Thank heavens he's gone. If only it had been much sooner. 
UN watchdog raises fears over Iran's nuclear aims
By Daniel Dombey and Anna Fifield in Washington
Published: February 19 2010 02:00 | Last updated: February 19 2010 02:00

The United Nations nuclear watchdog said it was worried Iran could be working on "a nuclear payload for a missile", in its most hard-hitting report on Tehran's atomic programme. It also highlighted the possibility that Iran might shift almost its entire stock of low enriched uranium closer to weapons grade.

In a report that seemed set to increase tension in the nuclear dispute and bolster the US's push for UN sanctions, the International Atomic Energy Agency said it had "broadly consistent and credible" information about activities that could help Tehran develop atomic weapons.

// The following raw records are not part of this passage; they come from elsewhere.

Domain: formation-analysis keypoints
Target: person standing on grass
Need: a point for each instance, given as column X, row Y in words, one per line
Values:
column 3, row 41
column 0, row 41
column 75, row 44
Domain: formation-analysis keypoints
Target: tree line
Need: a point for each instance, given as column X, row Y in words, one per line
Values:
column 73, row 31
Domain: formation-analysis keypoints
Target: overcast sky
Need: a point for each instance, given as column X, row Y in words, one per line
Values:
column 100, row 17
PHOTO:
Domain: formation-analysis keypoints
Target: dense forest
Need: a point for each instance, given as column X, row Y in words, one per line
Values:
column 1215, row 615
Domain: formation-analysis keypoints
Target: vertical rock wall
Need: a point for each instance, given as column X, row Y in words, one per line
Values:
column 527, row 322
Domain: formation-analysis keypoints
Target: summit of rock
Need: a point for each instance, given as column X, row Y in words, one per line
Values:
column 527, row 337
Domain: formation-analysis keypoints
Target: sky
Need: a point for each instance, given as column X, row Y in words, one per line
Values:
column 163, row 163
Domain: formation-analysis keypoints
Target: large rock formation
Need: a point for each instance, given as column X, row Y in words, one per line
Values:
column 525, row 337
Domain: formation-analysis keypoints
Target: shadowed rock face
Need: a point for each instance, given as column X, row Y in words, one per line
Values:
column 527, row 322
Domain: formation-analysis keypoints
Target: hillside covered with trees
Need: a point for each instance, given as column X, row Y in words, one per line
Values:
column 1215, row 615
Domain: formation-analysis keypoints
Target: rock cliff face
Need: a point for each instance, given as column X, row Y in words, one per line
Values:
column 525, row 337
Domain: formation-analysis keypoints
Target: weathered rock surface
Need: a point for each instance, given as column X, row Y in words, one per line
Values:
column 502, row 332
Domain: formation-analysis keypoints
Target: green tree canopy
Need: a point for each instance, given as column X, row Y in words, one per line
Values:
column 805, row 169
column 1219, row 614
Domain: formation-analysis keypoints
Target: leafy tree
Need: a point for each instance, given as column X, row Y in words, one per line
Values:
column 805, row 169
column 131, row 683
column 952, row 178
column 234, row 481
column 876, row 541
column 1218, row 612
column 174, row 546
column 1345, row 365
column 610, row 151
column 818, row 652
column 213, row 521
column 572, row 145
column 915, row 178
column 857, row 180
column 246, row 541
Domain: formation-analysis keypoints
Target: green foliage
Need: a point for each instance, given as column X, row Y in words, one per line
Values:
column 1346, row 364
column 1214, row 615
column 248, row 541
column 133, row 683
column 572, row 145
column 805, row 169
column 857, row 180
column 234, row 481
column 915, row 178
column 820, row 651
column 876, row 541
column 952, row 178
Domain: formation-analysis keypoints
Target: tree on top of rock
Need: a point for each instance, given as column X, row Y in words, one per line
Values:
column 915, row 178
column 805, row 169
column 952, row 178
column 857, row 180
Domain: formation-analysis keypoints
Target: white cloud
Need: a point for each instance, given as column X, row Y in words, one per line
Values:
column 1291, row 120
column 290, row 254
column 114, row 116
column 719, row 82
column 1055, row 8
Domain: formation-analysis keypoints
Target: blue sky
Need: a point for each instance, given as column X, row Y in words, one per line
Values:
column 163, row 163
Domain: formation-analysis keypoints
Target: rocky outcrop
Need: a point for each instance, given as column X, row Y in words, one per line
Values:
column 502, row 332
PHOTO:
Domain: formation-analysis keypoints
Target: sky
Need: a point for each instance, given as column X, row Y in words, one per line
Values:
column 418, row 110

These included work with high explosives, designs that could help a missile carry fissile material and attempts by people linked to Iran's military to obtain nuclear technology and equipment.

"This raises concerns about the possible existence in Iran of past or current undisclosed activities related to the development of a nuclear payload for a missile," the IAEA said. It added that it sought discussions with Iran about "alleged activities related to nuclear explosives".

In a contradiction of Bush administration-era US intelligence - that Iran had suspended work on nuclear weaponisation in 2003 - the report said the activities it described "seem to have continued beyond 2004"...

Iran says it wants to enrich uranium to 20 per cent to fuel a medical research reactor and has declined an international offer for its low-enriched uranium to be processed in other countries instead. But analysts said that Iran would need far less than the 1,950kg to meet the research reactor's needs and that the current stockpile would provide comfortably more than enough fissile material for a bomb, if further processed. The report indicated that Iran's activity at its enrichment plant in Natanz was still operating at far less than capacity, with only 3,772 centrifuges being fed with nuclear feedstock out of 8,610 installed.